XXXXIV - Un âne bien dressé

     Depuis la mort de sa femme, Joseph n’était plus le même homme. Lui si courageux auparavent, travaillant du petit jour jusqu’au crépuscule dans ses champs, ne s’occupait à présent que de cultiver un bout de jardin pour avoir quelques légumes.

     Il passait la majeure partie de son temps à tourner en rond, miné par une trop grande solitude. Sa ferme se trouvait isolée au fond de la vallée, et les plus proches voisins étaient éloignés, et peu sociables. Il ne lui restait plus comme compagnie que son chien, et son âne.

     Mais cela ne suffisait pas à lui faire oublier l’absence de sa chère épouse. Alors, il prit l’habitude de se rendre plusieurs fois par semaine au village de Sainte Croix Vallée Française distant d’une dizaine de kilomètres.

     L’après-midi il attelait son âne à sa carriole, et tous les deux au petit trot, longeaient la vallée en faisant plusieurs haltes dans les quatre bistrots qui se trouvaient le long du parcours.

     Arrivé dans l’agglomération, il attachait son bourricot dans un coin de la place et lui donnait un peu de foin pour le faire patienter.

     Pendant ce temps, Joseph rencontrait du monde, il allait trinquer au café et le temps s’écoulait plus vite. Parfois même si vite, que lorsqu’il se décidait à retourner chez lui, le soleil était déjà couché.

     Verre de vin après verre de vin, la tête lui tournait un peu. Aussi, sitôt installé sur le siège du véhicule il s’endormait presque sur-le-champ. L’âne connaissait la route, et puis la circulation était moins dense que de nos jours, à peine quelques charrettes de ci de là.

     Alors au pas l’animal refaisait le chemin inverse. A chaque bistrot, il marquait une pause, ce qui avait pour effet de réveiller son maître qui n’était plus bercé par les cahots de la chaussée.

     Joseph descendait pour aller boire un autre verre de vin, et ils reprenaient tous les deux la route, jusqu’au prochain café.

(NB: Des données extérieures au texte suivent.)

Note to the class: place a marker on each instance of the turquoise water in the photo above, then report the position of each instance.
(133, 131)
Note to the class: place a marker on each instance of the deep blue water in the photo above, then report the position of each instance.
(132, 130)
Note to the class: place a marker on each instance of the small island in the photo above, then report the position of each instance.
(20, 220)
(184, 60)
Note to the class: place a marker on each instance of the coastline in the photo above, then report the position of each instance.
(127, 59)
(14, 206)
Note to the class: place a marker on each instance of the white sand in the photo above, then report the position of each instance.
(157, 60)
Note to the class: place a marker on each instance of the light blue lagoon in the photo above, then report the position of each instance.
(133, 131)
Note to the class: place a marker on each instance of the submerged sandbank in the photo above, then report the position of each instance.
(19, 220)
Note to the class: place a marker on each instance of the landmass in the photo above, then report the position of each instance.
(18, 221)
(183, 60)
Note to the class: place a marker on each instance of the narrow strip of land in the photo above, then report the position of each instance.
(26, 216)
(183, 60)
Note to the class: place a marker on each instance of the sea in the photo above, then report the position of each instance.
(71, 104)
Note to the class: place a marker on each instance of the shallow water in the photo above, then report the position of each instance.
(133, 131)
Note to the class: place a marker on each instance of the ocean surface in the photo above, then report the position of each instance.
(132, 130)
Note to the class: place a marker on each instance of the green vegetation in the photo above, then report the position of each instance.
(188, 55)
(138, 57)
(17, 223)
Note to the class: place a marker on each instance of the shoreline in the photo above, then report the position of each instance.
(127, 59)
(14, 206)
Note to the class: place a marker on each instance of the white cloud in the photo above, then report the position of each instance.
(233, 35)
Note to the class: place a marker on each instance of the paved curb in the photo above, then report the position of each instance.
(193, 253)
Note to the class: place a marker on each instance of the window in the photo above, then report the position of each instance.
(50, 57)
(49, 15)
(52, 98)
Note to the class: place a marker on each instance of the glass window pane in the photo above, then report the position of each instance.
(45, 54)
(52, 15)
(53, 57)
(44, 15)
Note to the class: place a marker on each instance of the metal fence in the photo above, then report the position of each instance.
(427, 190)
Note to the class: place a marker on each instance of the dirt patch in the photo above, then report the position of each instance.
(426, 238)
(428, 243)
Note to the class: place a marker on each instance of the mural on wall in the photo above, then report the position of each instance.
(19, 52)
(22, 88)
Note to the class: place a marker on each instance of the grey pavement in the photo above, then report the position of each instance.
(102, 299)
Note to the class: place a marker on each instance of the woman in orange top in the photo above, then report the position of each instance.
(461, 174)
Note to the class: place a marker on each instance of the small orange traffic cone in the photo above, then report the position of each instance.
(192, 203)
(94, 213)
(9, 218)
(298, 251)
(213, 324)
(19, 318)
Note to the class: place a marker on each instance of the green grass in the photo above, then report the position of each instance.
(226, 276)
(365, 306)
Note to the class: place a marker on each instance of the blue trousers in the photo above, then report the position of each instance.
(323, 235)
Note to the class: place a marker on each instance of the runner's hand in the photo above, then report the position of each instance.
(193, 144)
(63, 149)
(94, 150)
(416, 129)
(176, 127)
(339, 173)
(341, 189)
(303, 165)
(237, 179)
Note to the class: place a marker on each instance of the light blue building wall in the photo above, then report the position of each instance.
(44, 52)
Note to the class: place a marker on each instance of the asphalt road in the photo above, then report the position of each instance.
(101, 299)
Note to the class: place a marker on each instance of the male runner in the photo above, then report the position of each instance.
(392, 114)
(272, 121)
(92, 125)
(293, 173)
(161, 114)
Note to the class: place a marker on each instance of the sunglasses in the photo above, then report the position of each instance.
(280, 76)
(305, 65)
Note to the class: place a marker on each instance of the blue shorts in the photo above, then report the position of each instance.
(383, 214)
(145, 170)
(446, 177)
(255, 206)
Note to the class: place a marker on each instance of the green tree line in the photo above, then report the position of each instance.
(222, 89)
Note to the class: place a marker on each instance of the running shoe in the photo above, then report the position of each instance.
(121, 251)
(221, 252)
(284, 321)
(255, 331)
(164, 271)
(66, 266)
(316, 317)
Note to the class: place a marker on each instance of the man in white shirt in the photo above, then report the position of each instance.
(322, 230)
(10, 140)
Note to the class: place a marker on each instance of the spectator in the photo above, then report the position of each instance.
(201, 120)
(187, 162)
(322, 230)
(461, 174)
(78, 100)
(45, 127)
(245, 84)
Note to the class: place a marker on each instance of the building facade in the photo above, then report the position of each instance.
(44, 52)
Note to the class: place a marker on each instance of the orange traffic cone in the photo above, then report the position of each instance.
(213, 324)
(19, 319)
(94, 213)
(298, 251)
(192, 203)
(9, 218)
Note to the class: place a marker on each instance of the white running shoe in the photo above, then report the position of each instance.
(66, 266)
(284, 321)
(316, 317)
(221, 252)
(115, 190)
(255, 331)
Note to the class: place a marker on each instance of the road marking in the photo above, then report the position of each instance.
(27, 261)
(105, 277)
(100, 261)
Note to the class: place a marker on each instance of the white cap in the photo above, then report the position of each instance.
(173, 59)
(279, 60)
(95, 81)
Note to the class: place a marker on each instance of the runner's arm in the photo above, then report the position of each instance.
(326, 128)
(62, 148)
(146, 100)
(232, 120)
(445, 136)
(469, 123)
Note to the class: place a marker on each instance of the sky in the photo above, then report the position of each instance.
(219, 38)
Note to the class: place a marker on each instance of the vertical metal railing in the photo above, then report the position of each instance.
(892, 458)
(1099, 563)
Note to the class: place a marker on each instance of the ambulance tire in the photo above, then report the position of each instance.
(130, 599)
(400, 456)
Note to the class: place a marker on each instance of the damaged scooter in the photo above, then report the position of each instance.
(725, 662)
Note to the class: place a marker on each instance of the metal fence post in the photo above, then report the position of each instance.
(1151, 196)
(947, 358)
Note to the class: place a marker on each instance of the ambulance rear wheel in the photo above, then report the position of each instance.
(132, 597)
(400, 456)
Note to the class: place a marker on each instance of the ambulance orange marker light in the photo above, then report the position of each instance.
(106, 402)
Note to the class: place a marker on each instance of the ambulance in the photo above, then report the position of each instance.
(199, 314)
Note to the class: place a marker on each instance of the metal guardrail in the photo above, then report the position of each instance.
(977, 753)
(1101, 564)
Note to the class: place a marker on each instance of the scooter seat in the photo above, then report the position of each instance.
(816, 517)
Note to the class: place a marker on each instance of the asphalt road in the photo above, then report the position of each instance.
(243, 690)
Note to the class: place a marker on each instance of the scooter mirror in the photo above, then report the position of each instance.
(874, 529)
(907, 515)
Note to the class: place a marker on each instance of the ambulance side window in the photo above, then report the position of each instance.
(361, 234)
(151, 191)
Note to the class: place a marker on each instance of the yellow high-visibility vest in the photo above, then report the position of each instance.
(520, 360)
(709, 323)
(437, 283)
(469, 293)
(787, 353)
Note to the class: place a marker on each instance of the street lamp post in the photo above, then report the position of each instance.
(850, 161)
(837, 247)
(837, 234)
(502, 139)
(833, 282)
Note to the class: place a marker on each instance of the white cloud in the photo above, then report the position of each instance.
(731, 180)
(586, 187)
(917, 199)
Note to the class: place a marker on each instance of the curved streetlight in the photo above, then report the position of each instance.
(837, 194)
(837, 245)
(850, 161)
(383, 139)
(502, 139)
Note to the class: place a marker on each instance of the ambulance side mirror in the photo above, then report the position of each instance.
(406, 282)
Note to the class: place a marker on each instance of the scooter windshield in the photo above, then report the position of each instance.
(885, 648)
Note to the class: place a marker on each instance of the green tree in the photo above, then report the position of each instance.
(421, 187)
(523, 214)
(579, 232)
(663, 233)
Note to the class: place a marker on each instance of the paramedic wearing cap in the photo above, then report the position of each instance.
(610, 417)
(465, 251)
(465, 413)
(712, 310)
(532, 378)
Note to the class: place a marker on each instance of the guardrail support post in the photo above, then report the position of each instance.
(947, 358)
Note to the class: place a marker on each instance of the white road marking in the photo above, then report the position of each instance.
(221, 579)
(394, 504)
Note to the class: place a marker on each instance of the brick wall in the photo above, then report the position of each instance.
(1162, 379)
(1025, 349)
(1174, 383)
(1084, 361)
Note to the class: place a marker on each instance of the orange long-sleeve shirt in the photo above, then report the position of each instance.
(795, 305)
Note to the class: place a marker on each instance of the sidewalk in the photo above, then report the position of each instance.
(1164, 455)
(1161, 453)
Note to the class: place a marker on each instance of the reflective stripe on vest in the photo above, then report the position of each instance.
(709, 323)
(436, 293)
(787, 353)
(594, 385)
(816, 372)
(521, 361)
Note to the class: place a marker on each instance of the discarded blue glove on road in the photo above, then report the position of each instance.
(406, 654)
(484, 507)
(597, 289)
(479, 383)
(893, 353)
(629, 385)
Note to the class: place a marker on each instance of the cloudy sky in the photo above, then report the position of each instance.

Cela se renouvelait quatre fois, et lorsque enfin ils arrivaient à la ferme, beaucoup de gens avaient rejoint leur lit depuis longtemps.

     Je détiens cette histoire vécue, par l’intermédiaire de ma Grand-Mère, qui vers la fin de sa vie, aimait tant m’en raconter.

     Je ne me souviens plus, si Joseph et son âne firent ces promenades pendant de longues années. Certainement pas, car à un tel régime, cela n’était même pas souhaitable.